MARCOS PINO JORGE

ARQUEOLOGO.- Nació en Guayaquil, el 25 de junio de 1932. Hijo legítimo de Jorge Marcos Ycaza, graduado en la Ecole Comercial de Ginebra, funcionario del banco Comercial y Agrícola hasta su clausura en 1925, contratado junto a José Rafael Vélez para trabajar en 1927 en la Misión Económica de Edwin W. Kemmerer, luego Gerente – Apoderado del Banco Sociedad General por muchos años y de su prima segunda Dolores Pino Ycaza; guayaquileños.
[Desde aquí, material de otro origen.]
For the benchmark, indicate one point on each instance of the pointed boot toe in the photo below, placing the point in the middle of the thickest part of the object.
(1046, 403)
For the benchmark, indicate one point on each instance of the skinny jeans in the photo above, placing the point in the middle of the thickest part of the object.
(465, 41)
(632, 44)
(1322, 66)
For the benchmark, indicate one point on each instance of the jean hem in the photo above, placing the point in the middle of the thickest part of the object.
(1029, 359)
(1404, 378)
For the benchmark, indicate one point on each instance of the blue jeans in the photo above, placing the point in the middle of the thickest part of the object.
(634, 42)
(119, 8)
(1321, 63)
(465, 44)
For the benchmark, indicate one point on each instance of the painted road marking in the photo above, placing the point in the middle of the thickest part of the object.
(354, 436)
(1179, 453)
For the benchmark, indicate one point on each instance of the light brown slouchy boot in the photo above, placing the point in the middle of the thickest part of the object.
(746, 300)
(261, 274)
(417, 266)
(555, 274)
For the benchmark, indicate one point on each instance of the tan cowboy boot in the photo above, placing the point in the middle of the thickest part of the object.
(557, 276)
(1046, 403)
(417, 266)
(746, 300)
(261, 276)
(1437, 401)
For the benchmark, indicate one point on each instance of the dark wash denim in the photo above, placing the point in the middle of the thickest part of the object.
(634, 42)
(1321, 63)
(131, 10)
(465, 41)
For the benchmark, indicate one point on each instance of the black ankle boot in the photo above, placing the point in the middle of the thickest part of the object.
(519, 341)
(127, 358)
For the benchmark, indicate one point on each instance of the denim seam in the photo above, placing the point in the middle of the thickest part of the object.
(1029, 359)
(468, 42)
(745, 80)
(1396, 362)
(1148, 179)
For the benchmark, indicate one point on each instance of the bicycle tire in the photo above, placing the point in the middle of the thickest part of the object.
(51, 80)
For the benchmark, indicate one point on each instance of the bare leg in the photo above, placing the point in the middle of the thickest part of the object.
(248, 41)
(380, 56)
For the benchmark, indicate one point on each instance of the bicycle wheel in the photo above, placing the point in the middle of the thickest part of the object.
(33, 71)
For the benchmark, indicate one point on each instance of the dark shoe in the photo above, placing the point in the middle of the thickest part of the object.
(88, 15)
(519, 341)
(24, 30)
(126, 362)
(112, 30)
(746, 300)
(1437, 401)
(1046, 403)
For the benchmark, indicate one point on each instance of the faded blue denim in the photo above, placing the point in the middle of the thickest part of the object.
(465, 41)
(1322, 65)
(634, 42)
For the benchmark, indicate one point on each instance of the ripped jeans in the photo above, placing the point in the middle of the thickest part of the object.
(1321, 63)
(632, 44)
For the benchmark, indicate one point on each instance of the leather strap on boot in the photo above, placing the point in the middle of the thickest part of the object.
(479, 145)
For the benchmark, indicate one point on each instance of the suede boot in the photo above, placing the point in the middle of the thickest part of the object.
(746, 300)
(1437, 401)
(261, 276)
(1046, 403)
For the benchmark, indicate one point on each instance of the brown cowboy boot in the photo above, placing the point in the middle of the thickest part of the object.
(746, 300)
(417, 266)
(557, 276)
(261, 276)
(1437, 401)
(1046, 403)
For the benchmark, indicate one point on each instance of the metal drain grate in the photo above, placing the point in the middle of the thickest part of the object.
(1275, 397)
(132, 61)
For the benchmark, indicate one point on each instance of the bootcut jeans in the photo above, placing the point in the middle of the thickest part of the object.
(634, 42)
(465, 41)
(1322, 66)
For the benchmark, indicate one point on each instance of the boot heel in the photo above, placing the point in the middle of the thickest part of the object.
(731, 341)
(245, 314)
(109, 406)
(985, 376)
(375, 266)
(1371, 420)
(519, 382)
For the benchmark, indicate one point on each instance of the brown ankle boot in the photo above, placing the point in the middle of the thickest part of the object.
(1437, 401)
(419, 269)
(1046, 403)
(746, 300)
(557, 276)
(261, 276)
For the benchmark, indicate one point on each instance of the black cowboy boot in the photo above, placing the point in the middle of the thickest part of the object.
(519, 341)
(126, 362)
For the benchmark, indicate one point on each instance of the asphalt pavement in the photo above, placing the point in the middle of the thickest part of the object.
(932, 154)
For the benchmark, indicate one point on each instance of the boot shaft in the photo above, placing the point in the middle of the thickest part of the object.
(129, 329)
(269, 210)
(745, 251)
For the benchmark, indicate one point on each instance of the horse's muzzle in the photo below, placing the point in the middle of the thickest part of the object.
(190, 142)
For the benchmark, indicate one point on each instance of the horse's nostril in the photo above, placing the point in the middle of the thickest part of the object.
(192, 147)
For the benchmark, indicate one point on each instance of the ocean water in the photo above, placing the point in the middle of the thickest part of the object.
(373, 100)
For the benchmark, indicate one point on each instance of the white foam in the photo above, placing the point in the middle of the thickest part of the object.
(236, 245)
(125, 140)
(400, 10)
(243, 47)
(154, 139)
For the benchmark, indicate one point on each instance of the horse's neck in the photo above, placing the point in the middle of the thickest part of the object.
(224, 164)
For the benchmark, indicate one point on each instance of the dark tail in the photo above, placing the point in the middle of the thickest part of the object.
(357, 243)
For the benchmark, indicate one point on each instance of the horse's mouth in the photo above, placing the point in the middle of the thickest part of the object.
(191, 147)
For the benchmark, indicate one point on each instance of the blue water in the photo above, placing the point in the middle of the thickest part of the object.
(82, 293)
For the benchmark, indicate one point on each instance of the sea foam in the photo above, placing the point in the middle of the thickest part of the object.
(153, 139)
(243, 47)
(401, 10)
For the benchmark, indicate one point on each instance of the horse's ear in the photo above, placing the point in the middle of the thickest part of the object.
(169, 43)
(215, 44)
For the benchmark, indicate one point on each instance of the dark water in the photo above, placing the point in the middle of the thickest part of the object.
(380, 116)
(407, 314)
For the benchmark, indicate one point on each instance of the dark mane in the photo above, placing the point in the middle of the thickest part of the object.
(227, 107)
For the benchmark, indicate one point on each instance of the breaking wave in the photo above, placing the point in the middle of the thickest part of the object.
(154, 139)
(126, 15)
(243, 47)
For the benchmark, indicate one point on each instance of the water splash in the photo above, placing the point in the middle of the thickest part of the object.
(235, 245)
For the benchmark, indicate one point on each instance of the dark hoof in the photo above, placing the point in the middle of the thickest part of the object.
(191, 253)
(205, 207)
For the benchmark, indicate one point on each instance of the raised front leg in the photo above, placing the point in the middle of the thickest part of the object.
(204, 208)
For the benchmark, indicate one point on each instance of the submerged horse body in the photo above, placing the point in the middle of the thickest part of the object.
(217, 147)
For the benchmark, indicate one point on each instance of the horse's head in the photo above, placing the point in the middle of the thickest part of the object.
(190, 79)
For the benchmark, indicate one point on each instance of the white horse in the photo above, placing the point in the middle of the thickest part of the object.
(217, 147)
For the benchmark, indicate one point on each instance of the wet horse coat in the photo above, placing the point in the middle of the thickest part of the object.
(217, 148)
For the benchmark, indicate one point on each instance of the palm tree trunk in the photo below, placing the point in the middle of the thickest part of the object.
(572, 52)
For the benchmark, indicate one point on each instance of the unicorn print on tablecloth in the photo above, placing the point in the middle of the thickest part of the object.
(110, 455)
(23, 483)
Estudió en unión de varios primos con la señorita Pura Rivadeneira Erazo, hacía plumillas y tomó clases de dibujo en Guayaquil con Hans Micaelson desde 1940, también asistió una corta temporada en Quito a la casa de Lloyd Wulf el 44. En 1941 pasó a la Escuela de los Hermanos Cristianos y realizó la secundaria en el Colegio Americano graduándose de Bachiller en enero de 1951, donde fue alumno de historia del Prof. Francisco Huerta Rendón, quien comenzó a interesarlo en cuestiones de Arqueología. En reciprocidad “le llevé unos torteros o cuentas de hilar y él me explicó de qué época eran. Yo había visto los huacos que tenía mi tío Antonio Pino en su casa, heredados de mi abuelo José Gabriel Pino Roca, quien se iba a recolectarlos con Otto Von Buchwald en las pampas de Puná y me impresionaban algunas cerámicas y sobretodo el rostro severo de un tótem de una cultura peruana”.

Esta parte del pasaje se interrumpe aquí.